The conclusions of a pioneering survey from the University of Minnesota's Food Industry Center and Louisiana State University's AgCenter should come as a surprise to no one.
The deadly salmonella outbreak tied to peanut butter made at a filthy Georgia processing plant has caused consumer confidence in the food supply to plummet. Just one in five Americans now believe the food supply is safer than it was a year ago, according to findings from the latest Continuous Consumer Food Safety/Defense Tracking Study (CFST). The study, funded by the National Center for Food Protection and Defense at the U, provides a valuable ongoing look at consumer concerns, expectations and perceptions. It's updated weekly -- unlike other surveys that swoop in occasionally on food issues.
Consumer confidence dipped last year with the outbreak of salmonella first linked to tomatoes but later tied to peppers. Confidence rebounded, the CFST found, only to nosedive to a new low with the peanut butter salmonella outbreak that has sickened at least 500 and killed eight people, three of whom were Minnesotans. The findings should give the industry some food for thought. It's hard evidence that the peanut butter outbreak isn't simply the problem of one Georgia company. It has damaged the reputation of the entire food industry. Action is needed, lest the precipitous drop in peanut butter sales plague other products.
Recent developments in the peanut butter outbreak have pointed to critical areas for industry improvement. A New York Times story published earlier this month suggested major problems with the independent safety audit systems that the industry uses. Basically, companies providing audit services act as private inspectors. The president of the company that inspected the Georgia peanut plant -- AIB International -- told the paper that one of its inspectors gave the plant a "superior" rating. Another inspector said the plant met or exceeded expectations. Investigators since have documented slime, mold and roaches at the plant and ongoing problems with salmonella; the plant may have knowingly shipped product that tested positive for the bacteria. Minnesota Sen. Amy Klobuchar recently called for criminal prosecution of the plant's owners, and she's entirely correct. At the same time, the entire food industry needs to rapidly evaluate what went wrong with the auditing system and make changes so it doesn't happen again. Making audit reports public is one potential solution to improve accountability.

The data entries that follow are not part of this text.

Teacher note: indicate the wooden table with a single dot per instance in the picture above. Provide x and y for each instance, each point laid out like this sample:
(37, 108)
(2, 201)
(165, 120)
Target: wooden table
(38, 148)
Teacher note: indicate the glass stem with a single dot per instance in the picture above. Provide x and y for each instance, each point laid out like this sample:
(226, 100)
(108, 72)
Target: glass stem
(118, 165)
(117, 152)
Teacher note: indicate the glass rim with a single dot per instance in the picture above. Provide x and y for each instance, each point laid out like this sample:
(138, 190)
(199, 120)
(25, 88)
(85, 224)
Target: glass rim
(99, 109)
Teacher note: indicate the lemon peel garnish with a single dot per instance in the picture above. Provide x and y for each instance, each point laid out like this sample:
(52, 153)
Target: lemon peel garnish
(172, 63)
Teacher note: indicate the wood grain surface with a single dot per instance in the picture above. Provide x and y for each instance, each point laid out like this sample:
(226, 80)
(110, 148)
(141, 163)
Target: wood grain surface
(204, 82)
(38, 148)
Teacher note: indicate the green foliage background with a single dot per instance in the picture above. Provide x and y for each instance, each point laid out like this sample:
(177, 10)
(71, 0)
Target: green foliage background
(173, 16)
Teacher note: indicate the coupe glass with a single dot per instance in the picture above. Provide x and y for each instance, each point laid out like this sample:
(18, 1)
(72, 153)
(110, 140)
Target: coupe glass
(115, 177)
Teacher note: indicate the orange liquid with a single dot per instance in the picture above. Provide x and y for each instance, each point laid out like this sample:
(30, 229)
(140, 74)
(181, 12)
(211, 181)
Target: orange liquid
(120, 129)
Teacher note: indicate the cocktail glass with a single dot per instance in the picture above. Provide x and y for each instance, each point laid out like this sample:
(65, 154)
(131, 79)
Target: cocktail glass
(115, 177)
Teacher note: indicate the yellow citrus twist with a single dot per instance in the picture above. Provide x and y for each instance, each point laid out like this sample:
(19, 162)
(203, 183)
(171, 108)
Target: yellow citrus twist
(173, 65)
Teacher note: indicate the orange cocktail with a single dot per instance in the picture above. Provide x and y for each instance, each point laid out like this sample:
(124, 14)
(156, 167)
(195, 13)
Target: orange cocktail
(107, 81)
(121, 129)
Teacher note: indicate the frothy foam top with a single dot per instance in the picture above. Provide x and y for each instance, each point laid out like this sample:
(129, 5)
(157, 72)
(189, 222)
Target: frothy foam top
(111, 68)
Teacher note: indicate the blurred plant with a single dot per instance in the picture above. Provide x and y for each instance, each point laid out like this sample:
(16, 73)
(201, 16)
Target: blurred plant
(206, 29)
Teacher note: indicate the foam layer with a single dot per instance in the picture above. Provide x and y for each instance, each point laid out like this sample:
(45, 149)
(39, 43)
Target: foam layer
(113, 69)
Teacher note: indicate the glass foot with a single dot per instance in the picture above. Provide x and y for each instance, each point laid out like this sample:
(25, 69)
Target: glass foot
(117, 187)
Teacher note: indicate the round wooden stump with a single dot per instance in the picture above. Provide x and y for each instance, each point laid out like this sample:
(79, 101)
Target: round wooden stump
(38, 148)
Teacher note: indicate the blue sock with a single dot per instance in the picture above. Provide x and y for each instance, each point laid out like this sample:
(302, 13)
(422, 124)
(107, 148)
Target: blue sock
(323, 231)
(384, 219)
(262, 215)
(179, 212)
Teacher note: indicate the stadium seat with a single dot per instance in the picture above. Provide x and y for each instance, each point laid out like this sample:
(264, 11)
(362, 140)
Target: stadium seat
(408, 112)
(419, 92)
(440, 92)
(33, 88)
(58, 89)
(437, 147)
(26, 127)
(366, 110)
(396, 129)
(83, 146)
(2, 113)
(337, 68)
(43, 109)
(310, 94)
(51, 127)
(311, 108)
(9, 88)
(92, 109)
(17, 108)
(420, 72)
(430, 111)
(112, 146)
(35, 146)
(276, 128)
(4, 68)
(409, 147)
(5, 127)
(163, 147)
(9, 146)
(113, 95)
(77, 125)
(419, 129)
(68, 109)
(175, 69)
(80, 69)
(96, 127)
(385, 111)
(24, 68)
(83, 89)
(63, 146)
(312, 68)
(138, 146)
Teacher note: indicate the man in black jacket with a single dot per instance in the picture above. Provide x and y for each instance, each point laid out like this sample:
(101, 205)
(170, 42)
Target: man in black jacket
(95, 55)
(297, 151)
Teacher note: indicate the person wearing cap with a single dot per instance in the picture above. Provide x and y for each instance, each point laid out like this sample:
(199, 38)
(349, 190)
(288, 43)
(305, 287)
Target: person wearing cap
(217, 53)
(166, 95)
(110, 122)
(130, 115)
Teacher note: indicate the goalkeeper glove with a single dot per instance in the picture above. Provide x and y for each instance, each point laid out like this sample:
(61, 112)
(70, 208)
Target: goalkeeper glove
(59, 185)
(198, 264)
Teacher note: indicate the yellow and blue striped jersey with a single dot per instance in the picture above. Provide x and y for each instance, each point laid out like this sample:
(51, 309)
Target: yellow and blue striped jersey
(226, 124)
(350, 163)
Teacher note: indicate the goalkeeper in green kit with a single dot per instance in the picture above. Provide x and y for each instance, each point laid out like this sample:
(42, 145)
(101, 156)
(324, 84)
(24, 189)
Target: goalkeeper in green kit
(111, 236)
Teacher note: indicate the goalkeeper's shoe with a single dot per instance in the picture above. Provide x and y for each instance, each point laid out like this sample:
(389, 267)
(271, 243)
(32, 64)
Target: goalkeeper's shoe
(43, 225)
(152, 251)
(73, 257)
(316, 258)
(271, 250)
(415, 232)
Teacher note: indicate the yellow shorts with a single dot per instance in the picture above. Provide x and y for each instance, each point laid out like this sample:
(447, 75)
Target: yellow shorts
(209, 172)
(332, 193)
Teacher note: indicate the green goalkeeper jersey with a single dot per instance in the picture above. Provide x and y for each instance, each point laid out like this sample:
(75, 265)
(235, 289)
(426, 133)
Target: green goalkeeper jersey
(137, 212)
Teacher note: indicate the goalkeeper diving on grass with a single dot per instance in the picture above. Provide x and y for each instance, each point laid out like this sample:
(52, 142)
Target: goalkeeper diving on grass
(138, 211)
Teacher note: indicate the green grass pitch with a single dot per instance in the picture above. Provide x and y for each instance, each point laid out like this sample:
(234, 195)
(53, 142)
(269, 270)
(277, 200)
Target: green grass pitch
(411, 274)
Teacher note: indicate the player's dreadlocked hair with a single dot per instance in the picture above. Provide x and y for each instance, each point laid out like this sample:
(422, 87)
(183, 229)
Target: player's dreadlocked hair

Another area that needs to be addressed is traceability. One reason that the peanut butter recall seems never-ending is that it's difficult to trace where commodity foods -- like large tubs of peanut butter used as ingredients in other foods -- have gone. Ideally, food safety officials would have issued one list of all affected foods and had stores and consumers clear them from shelves and pantries. They couldn't do that under the current system. Instead, officials have issued multiple updates as they've gone through the slow, laborious process of tracking the product's distribution. That's kept peanut butter recalls in the news, reinforcing consumers' negative attitudes about food safety. As the CFST data shows, the industry as a whole has a business interest in being able to quickly announce a complete, comprehensive list of affected foods. More important, there's a critical public health advantage to this. Quickly identifying dangerous products and pulling them from shelves saves lives. The industry has to do better.